The dividend hike follows a year in which Caterpillar generated $67.6 billion in sales and revenues. CEO Joe Creed tied the increase to profitable growth and strong free cash flow from the company’s machinery, power, and energy division. Caterpillar has paid a cash dividend every year since the company was formed and has increased its payout annually for 32 consecutive years.

The stock has faced headwinds in 2026 amid construction cycle concerns and commodity price volatility. Shares trade near $350, down from 2025 highs but still up significantly over a five-year horizon.
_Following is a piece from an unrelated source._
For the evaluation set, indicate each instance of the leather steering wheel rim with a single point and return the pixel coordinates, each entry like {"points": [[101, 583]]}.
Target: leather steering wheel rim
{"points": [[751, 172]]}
The dividend yield sits near 1.9 percent based on recent prices, which is modest compared to utilities or REITs but competitive within the industrial sector.

Key numbers

Metric Value
New quarterly dividend $1.63 per share
Previous quarterly dividend $1.51 per share
Increase percentage 8.0%
Consecutive years of increases 32
Annual dividend yield (approx.) 1.9%
Ex-dividend date July 20, 2026
Payment date August 19, 2026
2025 sales and revenues $67.6 billion

Analyst context

Wall Street analysts have mixed ratings on Caterpillar heading into the second half of 2026. Some firms cite resilience in mining and energy equipment orders as a buffer against construction slowdowns. Others warn that inventory destocking among dealers could pressure margins in upcoming quarters. The dividend increase signals management confidence in cash flow sustainability despite macro uncertainty.

For income-oriented investors, Caterpillar offers dividend growth rather than high current yield. A retiree holding 500 shares would collect $3,260 annually at the new rate, up from $3,020 previously. Reinvesting those dividends over a decade compounds the total return meaningfully. An investor with $100,000 in Caterpillar stock at current prices generates roughly $1,900 in annual dividend income.

What to watch

Investors should monitor dealer inventory levels and commodity-linked capital expenditure announcements. Caterpillar’s sales correlate closely with global mining activity and North American highway construction budgets. Any federal infrastructure spending delays or emerging market currency weakness could temper order growth.

The company’s energy and transportation segment, which includes reciprocating engines and turbines, provides diversification beyond earthmoving equipment. Oil and gas capital budgets influence this division heavily. As energy prices stabilize above $80 per barrel, exploration companies may increase equipment orders.

Competition from Komatsu and John Deere in construction and agriculture equipment remains intense. Margins in the resource industries segment are sensitive to commodity prices and mine operator capex cycles. Caterpillar’s services business, including parts and maintenance contracts, offers more stable recurring revenue.

Bottom line

Caterpillar’s 32nd consecutive dividend increase reinforces its status as a reliable dividend growth stock for conservative portfolios. The 8 percent hike outpaces inflation and reflects management’s confidence in durable free cash flow. Income investors seeking industrial exposure with rising payouts should keep CAT on their watch list, though they should accept a lower current yield in exchange for growth reliability.